# Bayesian Brain Teaser 4

Posted by **Loren Shure**,

Winter in Boston can get quite cold. When we get a lot of snow, we need to take a break after shoveling, and solving puzzles is nice way to spend time indoors. Today's guest blogger, Toshi Takeuchi, gives you an interesting brain teaser, written during one of the many 2015 snowstorms in Boston.

### Contents

#### Nate Silver and Bayesian Reasoning

In The Signal and the Noise, the famed data scientist Nate Silver discusses the precarious business of making predictions. The key message of the book is that we should adopt the Bayesian way of thinking - deal with uncertainty probablistically and be flexible to change our prior beliefs as we gather more evidence.

How does it actually work? Let us use a fun brain teaser to work through an example.

#### The Monty Hall Problem - Simulation

The Monty Hall Problem is loosely based on a game show, "Let's Make a Deal," where the host Monty Hall gives you a choice of three doors, and he tells you that there is a car behind one of them, and you get to keep it if you pick the right door. If you pick a wrong door, you will see a goat, and you get nothing. After you made your choice, Monty opens one of the two doors you didn't pick that reveals a goat. Then he asks, if you would like to stick with your original choice or switch your choice to the other unopened door. At that point the options have been reduced to two doors, and only one of them has the car, so it appears that it is a 50/50 proposition.

Let's test this intuition by running simulations. We will play this game over many trials.

trials = 1000;

First, Monty randomly picks a door from 1, 2, or 3 to hide the car.

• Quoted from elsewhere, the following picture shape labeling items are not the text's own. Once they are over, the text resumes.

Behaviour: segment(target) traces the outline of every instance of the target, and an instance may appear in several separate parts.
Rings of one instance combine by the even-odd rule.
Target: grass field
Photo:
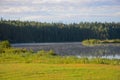
[[[120,80],[120,65],[0,64],[0,80]]]

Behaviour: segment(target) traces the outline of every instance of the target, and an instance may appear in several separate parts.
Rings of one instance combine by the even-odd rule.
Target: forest
[[[81,42],[85,39],[120,39],[120,23],[47,23],[0,20],[0,41],[11,43]]]

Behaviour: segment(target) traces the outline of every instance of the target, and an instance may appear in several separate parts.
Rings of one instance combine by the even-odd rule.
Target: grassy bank
[[[0,46],[0,80],[120,80],[120,59],[58,56]]]
[[[0,64],[0,80],[120,80],[120,66],[100,64]]]
[[[104,44],[104,43],[120,43],[120,39],[112,39],[112,40],[98,40],[98,39],[88,39],[83,40],[83,45],[97,45],[97,44]]]

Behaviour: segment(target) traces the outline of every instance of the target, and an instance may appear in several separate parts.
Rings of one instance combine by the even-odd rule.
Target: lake
[[[12,44],[16,48],[39,50],[54,50],[56,54],[61,56],[77,56],[77,57],[101,57],[120,59],[120,44],[101,44],[96,46],[84,46],[81,42],[69,43],[16,43]]]

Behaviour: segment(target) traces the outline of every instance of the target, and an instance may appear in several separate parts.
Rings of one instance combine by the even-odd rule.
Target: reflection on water
[[[62,56],[79,55],[80,57],[102,57],[120,59],[120,44],[103,44],[83,46],[80,42],[73,43],[23,43],[12,44],[13,47],[38,50],[54,50]]]

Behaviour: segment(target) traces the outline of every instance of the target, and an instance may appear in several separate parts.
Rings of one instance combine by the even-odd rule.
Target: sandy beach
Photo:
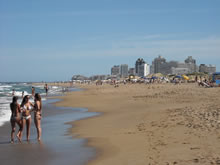
[[[220,164],[220,88],[197,84],[78,85],[57,106],[97,117],[70,133],[97,150],[89,165]]]
[[[31,125],[30,142],[26,141],[26,129],[22,143],[15,140],[10,143],[10,123],[0,127],[0,162],[4,165],[84,165],[95,155],[93,148],[84,144],[86,139],[73,139],[68,133],[69,122],[96,115],[87,109],[55,107],[58,99],[47,99],[43,102],[42,141],[37,141],[34,122]]]

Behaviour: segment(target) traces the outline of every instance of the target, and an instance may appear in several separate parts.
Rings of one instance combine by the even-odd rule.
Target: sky
[[[0,82],[110,74],[158,55],[220,71],[220,0],[0,0]]]

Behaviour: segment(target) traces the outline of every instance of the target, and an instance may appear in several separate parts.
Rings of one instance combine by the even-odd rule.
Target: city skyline
[[[127,65],[128,75],[131,74],[139,77],[144,77],[154,73],[162,73],[164,75],[184,75],[196,72],[207,72],[209,74],[216,72],[215,65],[198,64],[196,61],[197,60],[192,56],[186,57],[183,61],[177,61],[176,59],[168,61],[166,58],[158,55],[158,57],[155,57],[153,61],[149,63],[149,61],[146,62],[145,59],[139,57],[132,66],[128,66],[127,64],[115,64],[111,68],[111,75],[124,77],[124,74],[121,73],[121,67],[123,65]],[[133,70],[133,73],[129,73],[130,69]]]
[[[108,74],[158,55],[220,71],[219,19],[218,0],[3,0],[0,82]]]

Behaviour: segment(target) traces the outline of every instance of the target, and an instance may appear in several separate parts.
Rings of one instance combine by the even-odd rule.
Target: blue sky
[[[193,56],[220,71],[219,0],[0,0],[0,82]]]

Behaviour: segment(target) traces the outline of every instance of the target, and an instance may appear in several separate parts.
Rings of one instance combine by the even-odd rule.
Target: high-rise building
[[[150,65],[149,64],[142,64],[138,66],[138,73],[139,77],[145,77],[150,74]]]
[[[120,74],[121,74],[121,77],[127,77],[128,76],[128,65],[127,64],[121,64]]]
[[[163,65],[166,63],[166,59],[159,56],[154,59],[154,73],[163,73]]]
[[[136,63],[135,63],[135,74],[138,75],[138,68],[140,65],[145,64],[145,61],[143,60],[143,58],[138,58]]]
[[[185,60],[186,64],[196,64],[196,60],[192,58],[192,56],[188,56],[188,58]]]
[[[135,75],[135,69],[134,68],[129,68],[128,74],[129,75]]]
[[[199,72],[203,72],[203,73],[215,73],[216,72],[216,66],[215,65],[205,65],[205,64],[201,64],[199,66]]]
[[[120,66],[119,65],[115,65],[111,68],[111,75],[113,75],[113,76],[120,75]]]
[[[192,58],[192,56],[188,56],[188,58],[185,60],[186,68],[189,69],[190,73],[197,72],[197,65],[196,60]]]

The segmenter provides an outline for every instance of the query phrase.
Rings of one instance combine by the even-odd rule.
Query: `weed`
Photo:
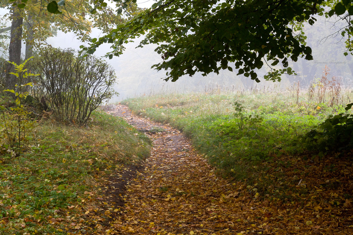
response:
[[[100,185],[122,164],[149,155],[144,135],[122,119],[92,117],[89,130],[42,120],[28,151],[1,156],[0,234],[64,234],[58,231],[73,218],[89,226],[85,212],[102,197]]]

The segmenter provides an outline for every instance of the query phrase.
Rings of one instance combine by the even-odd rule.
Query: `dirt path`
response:
[[[115,194],[121,206],[107,234],[336,234],[330,233],[342,228],[332,216],[321,218],[318,209],[261,200],[255,187],[218,177],[190,141],[168,125],[135,116],[122,105],[108,112],[146,133],[153,147],[126,178],[126,190]],[[345,227],[339,233],[348,234]]]
[[[241,203],[246,196],[239,197],[238,189],[216,176],[179,131],[132,115],[122,105],[108,112],[124,117],[153,141],[144,168],[123,196],[124,207],[111,224],[112,231],[171,235],[241,232],[237,221],[242,219],[242,212],[251,209]],[[166,131],[148,132],[161,128]],[[252,227],[248,220],[251,230],[263,229],[260,225]]]

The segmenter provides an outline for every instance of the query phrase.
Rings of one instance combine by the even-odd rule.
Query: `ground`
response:
[[[269,197],[259,193],[256,185],[219,177],[190,141],[168,124],[134,115],[121,105],[108,112],[124,117],[146,133],[153,147],[143,164],[127,167],[110,179],[106,197],[117,209],[106,223],[107,234],[353,234],[351,199],[344,202],[339,196],[342,182],[301,178],[300,172],[294,173],[294,168],[300,171],[304,166],[299,159],[288,167],[293,170],[284,173],[283,178],[294,182],[292,187],[283,186],[289,190],[285,194],[288,198]],[[313,169],[321,167],[313,162],[307,164],[306,167]],[[346,169],[351,172],[351,167],[347,165]],[[344,183],[351,187],[349,175],[344,176],[348,179]],[[273,177],[268,178],[285,181]],[[325,184],[333,184],[330,187],[338,194],[325,192]],[[279,193],[281,190],[273,189]]]

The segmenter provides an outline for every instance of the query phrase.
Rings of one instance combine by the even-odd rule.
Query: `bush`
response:
[[[345,108],[351,109],[353,103]],[[342,153],[353,149],[353,115],[331,116],[302,138],[305,149],[321,156],[331,152]],[[340,154],[341,155],[343,154]]]
[[[79,58],[72,49],[47,48],[38,55],[33,66],[41,74],[38,89],[58,120],[84,125],[92,111],[115,93],[114,70],[101,60]]]
[[[36,120],[30,118],[31,112],[24,105],[24,101],[28,95],[25,90],[27,87],[32,87],[31,82],[23,84],[24,80],[28,80],[35,74],[28,73],[25,66],[31,57],[21,64],[10,62],[14,66],[14,72],[10,73],[16,78],[17,84],[12,89],[4,90],[2,93],[10,92],[13,94],[14,103],[6,104],[6,95],[0,96],[0,151],[6,150],[14,156],[22,153],[25,148],[25,145],[30,138],[29,134],[34,128]]]

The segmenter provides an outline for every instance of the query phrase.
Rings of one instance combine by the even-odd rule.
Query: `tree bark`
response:
[[[3,28],[2,29],[0,29],[0,33],[2,33],[4,32],[6,32],[8,30],[10,30],[11,29],[11,26],[9,26],[8,27],[7,27],[6,28]]]
[[[12,7],[12,22],[11,25],[10,46],[9,48],[9,60],[17,64],[21,63],[21,48],[22,44],[22,24],[23,18],[21,16],[20,10],[16,6]],[[8,73],[13,72],[13,66],[9,63],[7,66],[7,74],[5,81],[5,87],[14,89],[16,84],[16,78]]]

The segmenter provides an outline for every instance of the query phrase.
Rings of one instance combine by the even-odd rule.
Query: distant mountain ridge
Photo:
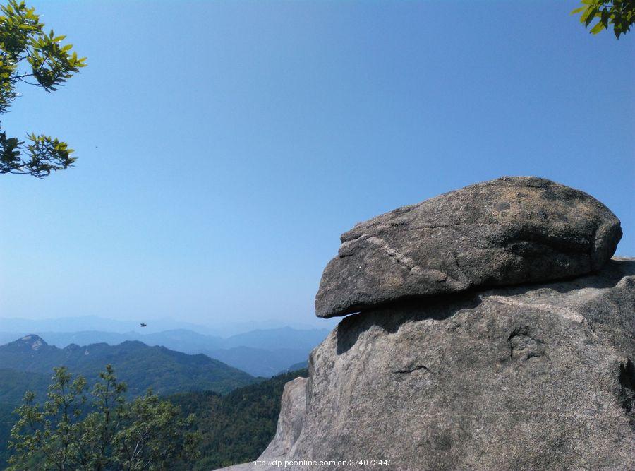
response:
[[[79,332],[35,331],[48,344],[64,348],[71,344],[105,342],[116,345],[138,341],[162,345],[188,354],[202,353],[257,376],[272,376],[291,364],[306,360],[311,350],[328,334],[327,329],[299,330],[291,327],[258,329],[226,338],[188,329],[142,334],[100,330]],[[0,344],[15,340],[26,333],[0,331]],[[0,365],[1,366],[1,365]]]
[[[226,393],[257,381],[206,355],[190,355],[138,341],[118,345],[71,344],[59,348],[39,335],[30,335],[0,346],[0,366],[49,377],[54,366],[64,365],[92,381],[107,364],[128,383],[130,395],[143,394],[148,388],[162,395],[190,390]]]

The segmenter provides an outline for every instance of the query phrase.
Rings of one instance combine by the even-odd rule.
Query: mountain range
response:
[[[3,330],[7,328],[27,328],[29,326],[23,319],[9,323],[5,321],[1,320]],[[92,325],[91,321],[87,323]],[[38,321],[37,325],[52,327],[47,322],[42,324]],[[60,325],[64,326],[66,323],[62,321]],[[258,329],[222,338],[184,328],[149,333],[92,330],[69,332],[25,330],[0,331],[0,344],[30,333],[37,334],[50,345],[59,348],[65,348],[71,344],[83,345],[104,342],[116,345],[126,341],[143,342],[147,345],[160,345],[183,353],[202,353],[253,376],[270,377],[288,370],[291,364],[305,362],[310,350],[322,342],[328,333],[327,329],[301,330],[282,327]],[[0,364],[0,367],[4,366]]]
[[[42,387],[48,384],[53,368],[61,365],[74,374],[85,376],[89,383],[94,382],[107,364],[113,365],[120,381],[128,383],[131,396],[143,394],[148,388],[161,395],[188,390],[227,393],[257,381],[201,354],[190,355],[138,341],[117,345],[71,344],[59,348],[31,335],[0,346],[3,368],[0,378],[4,380],[0,397],[4,396],[2,402],[13,400],[25,385],[41,392]]]

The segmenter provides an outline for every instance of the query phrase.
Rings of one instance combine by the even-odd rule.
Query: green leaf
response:
[[[602,31],[602,30],[603,30],[603,29],[604,29],[604,25],[602,24],[601,21],[599,21],[597,25],[595,25],[595,26],[593,26],[591,28],[591,33],[592,35],[597,35],[598,32]]]
[[[587,15],[586,20],[584,21],[585,28],[588,27],[589,23],[593,20],[594,18],[595,18],[595,13],[598,13],[598,7],[595,7],[589,12],[588,15]]]

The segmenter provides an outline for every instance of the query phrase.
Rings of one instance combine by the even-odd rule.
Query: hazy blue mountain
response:
[[[286,368],[286,369],[280,371],[279,374],[282,374],[286,371],[296,371],[298,369],[305,369],[308,368],[308,360],[306,359],[303,362],[298,362],[298,363],[294,363],[291,366]]]
[[[144,321],[147,326],[142,328],[140,323]],[[129,321],[109,319],[97,316],[61,317],[48,319],[0,318],[0,331],[13,333],[99,330],[118,333],[137,331],[140,333],[147,334],[175,329],[188,329],[203,334],[214,334],[212,329],[205,326],[171,318],[153,319],[152,322],[149,322],[147,319],[144,319],[143,316],[140,316],[138,319],[131,319]]]
[[[206,355],[190,355],[138,341],[118,345],[71,344],[58,348],[34,335],[0,346],[0,368],[49,377],[54,366],[64,365],[74,374],[95,380],[109,363],[114,366],[119,378],[128,384],[131,395],[142,394],[150,387],[159,394],[189,390],[226,393],[256,381],[247,373]]]
[[[259,329],[222,338],[188,329],[150,333],[102,330],[35,331],[49,345],[59,348],[72,344],[85,345],[103,342],[116,345],[126,341],[143,342],[147,345],[160,345],[183,353],[203,353],[250,374],[267,377],[286,371],[291,364],[306,359],[310,350],[322,342],[328,333],[327,329],[299,330],[284,327]],[[0,344],[23,336],[23,333],[0,332]]]
[[[313,349],[329,334],[328,329],[294,329],[282,327],[258,329],[232,335],[224,339],[222,347],[252,347],[274,350],[279,348]]]
[[[18,371],[9,368],[0,369],[0,403],[18,405],[27,390],[32,390],[40,397],[43,397],[50,380],[51,374]]]
[[[306,348],[278,348],[267,350],[251,347],[205,350],[205,354],[219,359],[255,376],[270,378],[282,371],[287,371],[289,366],[308,357]]]

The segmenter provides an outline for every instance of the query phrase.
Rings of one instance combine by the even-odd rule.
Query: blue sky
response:
[[[635,32],[576,1],[29,1],[88,66],[8,132],[75,168],[0,181],[0,316],[327,326],[356,222],[502,175],[590,193],[635,256]]]

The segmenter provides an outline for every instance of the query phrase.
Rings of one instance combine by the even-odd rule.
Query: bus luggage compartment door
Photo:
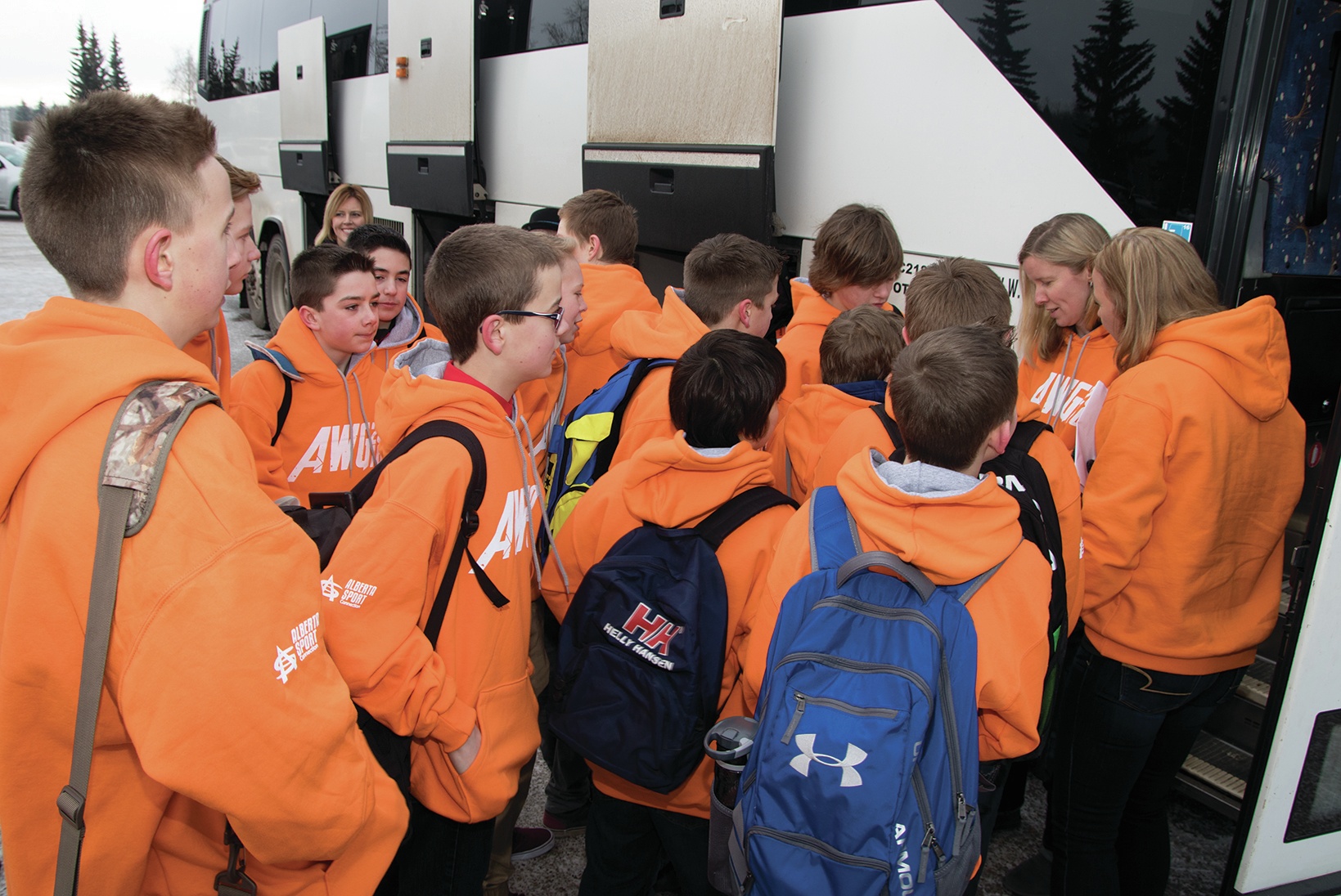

car_door = randi(3,trials,1);

You make a guess and a pick a door you think hides the car.

choice = randi(3,trials,1);

Let's preview the first five trials.

T = table(car_door,choice); disp(T(1:5,:))

car_door choice ________ ______ 3 2 3 2 1 3 3 1 2 2

At this point, Monty opens one of the unchosen doors and shows a goat. If the car door and chosen door are different, Monty has only one choice.

1 + 2 = 3 -> 3 1 + 3 = 4 -> 2 2 + 3 = 5 -> 1

Otherwise he can randomly choose either of the unopened doors to open.

1 + 1 = 2 --> 2 or 3 2 + 2 = 4 --> 1 or 3 3 + 3 = 6 --> 1 or 2

This solution is not so elegant, but here it goes.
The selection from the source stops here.